This heroic effort had one side effect, though. As explained in a National Geographic article, many females laid eggs on the rim of the nest, where they were not properly incubated, and failed to hatch. Faced with a decision:
The team repositioned the ones on the rims... Under normal circumstances, natural selection would have quickly weeded out the alleles (versions of a gene) behind the behavior...Gary argues that:
... by interfering with the normal rules of natural selection, the recovery effort increased the predominance of a gene that led to the rim-laid egg tendency, and that meant that the recovery was actually establishing a genetic characteristic that would guarantee species failure in the long run.
Gary seems to imply that interfering was a presumptuous, bad move. But as the article states:... It seems to me that it is a cautionary tale, and that the story of the black robin should make us think again about our often presumptuous ideas that human beings can properly run the natural world.
Without this move, it’s unclear if the species would have made its dramatic recovery...Clearly, survival for the not-so-fit is better than no survival at all! Saving the rim-layer's eggs was the right call. This isn't a cautionary tale, it's a victory thanks to the hard work of Don Merton and his team of conservationists.
The true cautionary tale is about a bird allowed to become severely endangered in the first place. After all, the closer a species is to extinction, the harder it is to save, and the longer its recovery.
The genetic origin of rim-laying does demonstrate the importance of genetic diversity within a species. Now that the population has grown to a safer level, natural selection will quickly reduce the rim-laying allele back to a normal level. If the non-rim-laying allele had been lost, the black robin would have been in real trouble. Luckily, no such recessive disease thwarted the recovery effort.
It's wrong to say human beings should not run the natural world. First of all, it's poor philosophy of science to erect an artificial distinction between homo sapiens and their environment.
We're a part of the natural world, and the case for conservation is made much stronger as a result. When a species goes extinct due to habitat loss or hunting, it proves we are connected. The same goes the other way around. When our game animals or fish are hunted to extinction, we starve.
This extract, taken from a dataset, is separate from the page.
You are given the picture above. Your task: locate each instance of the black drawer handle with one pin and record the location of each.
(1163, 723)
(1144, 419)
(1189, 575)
When we vanish biodiversity by clear-cutting a million acres of rainforest, some potential medical boon, some scientific discovery, and much beauty is lost forever.
We are part of nature as nature is part of us.
Like Don Merton and his team, we have decisions to make. That doesn't mean we must become presumptuous masters of some imaginary world of nature. The "let them rule over the fish in the sea and the birds in the sky" anxiety comes strait out of Genesis. This Old Testament thinking only makes sense if you believe man is meaningfully separate from nature.
In the bible, mankind has a soul, setting him apart from the beasts. In nature dualism, human beings lift themselves out of nature with their culture and technology. This is less supernatural, but also false. It's also inherently dangerous.
A dualist way of thinking leaves the door wide open for discrimination. If you're not of my religion, then you're going to hell. If you're not of my race, then you're inferior. If you're not of my species, you're going extinct. Gary is clearly not one to discriminate like this, but his philosophy leaves us impoverished when dealing this type of discrimination.
Now, I'm neither a member of PETA nor a vegetarian. I don't think all species are the same, and therefore deserve equal treatment. I just think setting aside human beings as dual to the rest of the world is wrong and ethically dubious.
Don Merton wasn't playing god by choosing to save the black robin. His program was conducted from compassion, not some biblical imperative to run the natural world.
He had an opportunity to save a species from extinction, so he took it.
That's the nature of our responsibility. To nature.